Label / Distribution : Tuk Music

L’ensemble vocal corse A Filetta, le trompettiste italien Paolo Fresu et le bandonéoniste/pianiste italien Daniele Bonaventura ont déjà collaboré en 2011 sur un premier album, intitulé Mistico Mediterraneo. Les voici de nouveau réunis pour célébrer la mémoire de deux grands hommes du XXème siècle : le Martiniquais Aimé Césaire, descendant d’esclaves, poète, dramaturge, homme politique, et le Corse Jean Nicoli, instituteur qui enseigna dans le haut Sénégal (actuel Mali) dans les années 20, avant de revenir en France et entrer en résistance pendant la Seconde Guerre mondiale. Les deux hommes ne se sont pas connus mais ils portèrent la même soif de justice, et prirent part à des combats similaires. Ils aimèrent notamment passionnément l’Afrique et condamnèrent les ravages du colonialisme.

Danse Mémoire, Danse leur rend hommage, et à travers eux, ravive l’idée d’un monde plus juste, équitable, parce que l’idée est fragile et tend trop vite à s’éteindre. Les voix du chœur A Filetta déchirent ces « filets conçus pour séparer les hommes » dans des chants bouleversants qui résonnent comme l’espoir de l’après tempête. Dans un très beau livret, les textes corses sont traduits en français, italien et anglais, pour une lecture complète de l’œuvre. « Toi le poète issu d’une lignée d’esclaves, et toi dont l’idéal fut le bonheur commun », « Bien qu’insulaires la mer n’a pu vous enfermer »…

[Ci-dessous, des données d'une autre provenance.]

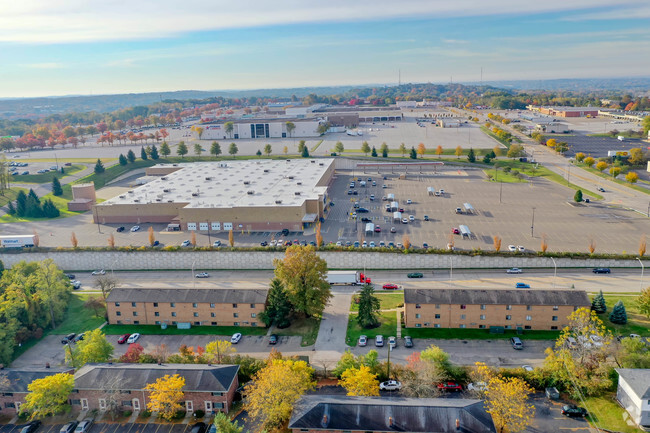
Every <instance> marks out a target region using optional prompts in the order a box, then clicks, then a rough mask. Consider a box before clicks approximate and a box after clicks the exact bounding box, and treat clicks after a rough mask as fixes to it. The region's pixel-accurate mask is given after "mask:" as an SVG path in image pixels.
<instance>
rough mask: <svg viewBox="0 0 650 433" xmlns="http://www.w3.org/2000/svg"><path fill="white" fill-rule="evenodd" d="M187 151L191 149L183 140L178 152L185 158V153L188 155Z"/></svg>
mask: <svg viewBox="0 0 650 433" xmlns="http://www.w3.org/2000/svg"><path fill="white" fill-rule="evenodd" d="M187 152H189V151H188V149H187V145H186V144H185V142H184V141H181V142H180V143H178V147H177V148H176V153H177V154H178V156H180V157H181V158H184V157H185V155H187Z"/></svg>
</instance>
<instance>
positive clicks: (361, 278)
mask: <svg viewBox="0 0 650 433" xmlns="http://www.w3.org/2000/svg"><path fill="white" fill-rule="evenodd" d="M327 282H328V283H330V284H345V285H347V286H359V285H362V284H370V283H371V281H370V278H368V277H367V276H365V275H364V274H363V273H362V272H357V271H329V272H328V273H327Z"/></svg>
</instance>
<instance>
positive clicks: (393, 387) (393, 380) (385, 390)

Les instrumentistes soutiennent moins le chant qu’ils ne lui répondent, avec une sorte de délicatesse attentionnée. La trompette de Paolo Fresu vient s’étendre sur une rythmique vocale, le bandonéon de Daniele Bonaventura plante un décor, s’efface, puis se joint aux cordes vocales. Des silences ouvrent des voies d’improvisations, dont l’éclosion a quelque chose de gracieux. Le chœur reste le cœur de cette musique mélancolique, poignante, qui semble tournée vers l’horizon d’un paysage marin, ouvert, et porteur de toutes les espérances.